India’s CBDT set to investigate cases of unaccounted crypto incomes

According to officials familiar with the matter, these investigations are majorly linked to individuals and firms that have either failed to disclose their digital asset income or incorrectly filed out their tax filings. Under Section 115BBH of the Income Tax Act, introduced in the Finance Act, 2022, income from transfers of VDAs is taxed at a flat rate of 30%, plus applicable surcharge and cess. The law forbids deductions of any expenses except for the cost of acquisition, disallowing set-off or carry forward of losses from VDA transactions.

Government data analytics has also shown widespread non-compliance with the rule, causing the CBDT to launch a full investigation into residents who are involved. The data showed that a significant number of taxpayers are either refusing to report digital asset gains in the designated schedule VDA of their income tax returns (ITR), or paying tax at a low rate while incorrectly claiming benefits such as cost indexation.

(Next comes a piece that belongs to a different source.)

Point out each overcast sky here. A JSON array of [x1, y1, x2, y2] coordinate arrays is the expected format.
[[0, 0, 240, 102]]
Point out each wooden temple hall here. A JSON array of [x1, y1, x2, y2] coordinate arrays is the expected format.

The CBDT has also matched ITR filings with TDS data submitted by Virtual Assets Service Providers (VASPs), who are commonly known as crypto exchanges. According to officials, it was the discrepancies in the information provided by both agencies that have led to a country-wide scrutiny of unaccounted crypto incomes. Taxpayers found defaulting could be subject to further verification or scrutiny under the law.

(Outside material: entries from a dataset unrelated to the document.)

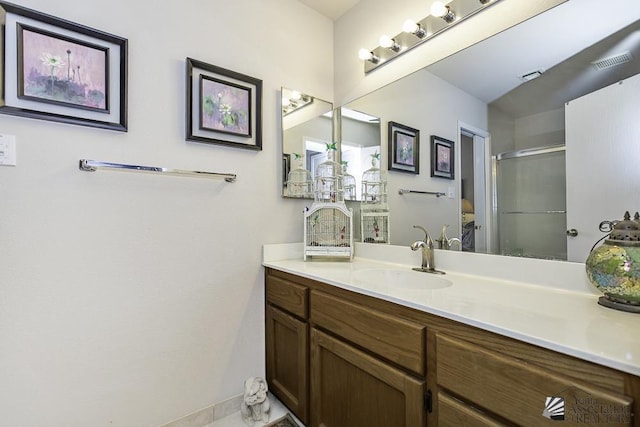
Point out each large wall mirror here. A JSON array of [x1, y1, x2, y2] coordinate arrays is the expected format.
[[342, 0, 640, 262]]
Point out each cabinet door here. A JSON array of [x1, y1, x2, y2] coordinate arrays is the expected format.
[[438, 392, 506, 427], [311, 328, 426, 427], [266, 304, 309, 424]]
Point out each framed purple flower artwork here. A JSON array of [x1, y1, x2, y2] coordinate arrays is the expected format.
[[388, 122, 420, 174], [0, 1, 128, 131], [186, 58, 262, 150]]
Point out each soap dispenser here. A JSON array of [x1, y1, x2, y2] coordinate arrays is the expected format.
[[436, 224, 460, 250]]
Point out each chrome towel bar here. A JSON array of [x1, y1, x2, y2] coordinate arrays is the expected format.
[[78, 159, 237, 182], [398, 188, 446, 197]]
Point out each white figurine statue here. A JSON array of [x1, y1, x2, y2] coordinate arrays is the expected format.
[[240, 377, 271, 426]]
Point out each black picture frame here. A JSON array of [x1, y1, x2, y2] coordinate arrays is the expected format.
[[0, 1, 128, 132], [185, 58, 262, 150], [431, 135, 455, 179], [387, 122, 420, 174]]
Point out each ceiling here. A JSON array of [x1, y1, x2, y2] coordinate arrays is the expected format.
[[428, 0, 640, 117], [299, 0, 360, 21]]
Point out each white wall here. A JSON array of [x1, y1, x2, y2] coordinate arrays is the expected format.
[[565, 74, 640, 262], [0, 0, 333, 426]]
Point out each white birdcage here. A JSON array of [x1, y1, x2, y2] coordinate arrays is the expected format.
[[287, 153, 313, 198], [304, 202, 353, 261], [362, 153, 387, 210], [360, 152, 391, 244], [342, 161, 357, 200], [313, 148, 344, 202], [360, 204, 391, 244]]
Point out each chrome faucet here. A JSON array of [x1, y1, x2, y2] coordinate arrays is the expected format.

Unaccounted crypto income defaulters to face consequences

Over the last few weeks, the board mentioned that it has alerted thousands of individuals and firms it believes are involved, calling them “high-risk defaulters.” The agency has also urged them to review and, if necessary, update their ITR information to accurately reflect income from their VDA transactions.

The development is coming off the back of the ongoing push by the CBDT to promote voluntary compliance in these activities. The agency is using its Non-intrusive Usage of Data to Guide and Enable taxpayers (NUDGE) program, under its “Trust Taxpayers First” philosophy. This is the third NUDGE campaign that the department has initiated in the last six months, with previous efforts focusing on the disclosures of foreign assets and the withdrawal of ineligible deductions claimed under Section 80GGC.

This latest development comes off the back of a recent update by the Reserve Bank of India where it maintained its stance on digital assets. The bank was quick to make the update through its governor Sanjay Malhotra, which came after the Supreme Court urged the country to look into crypto regulations. “RBI has maintained a consistent stance on this issue. A govt committee is currently examining the matter. We remain concerned about the potential risks crypto poses to financial instability and monetary policy,” Malhotra said in a press briefing.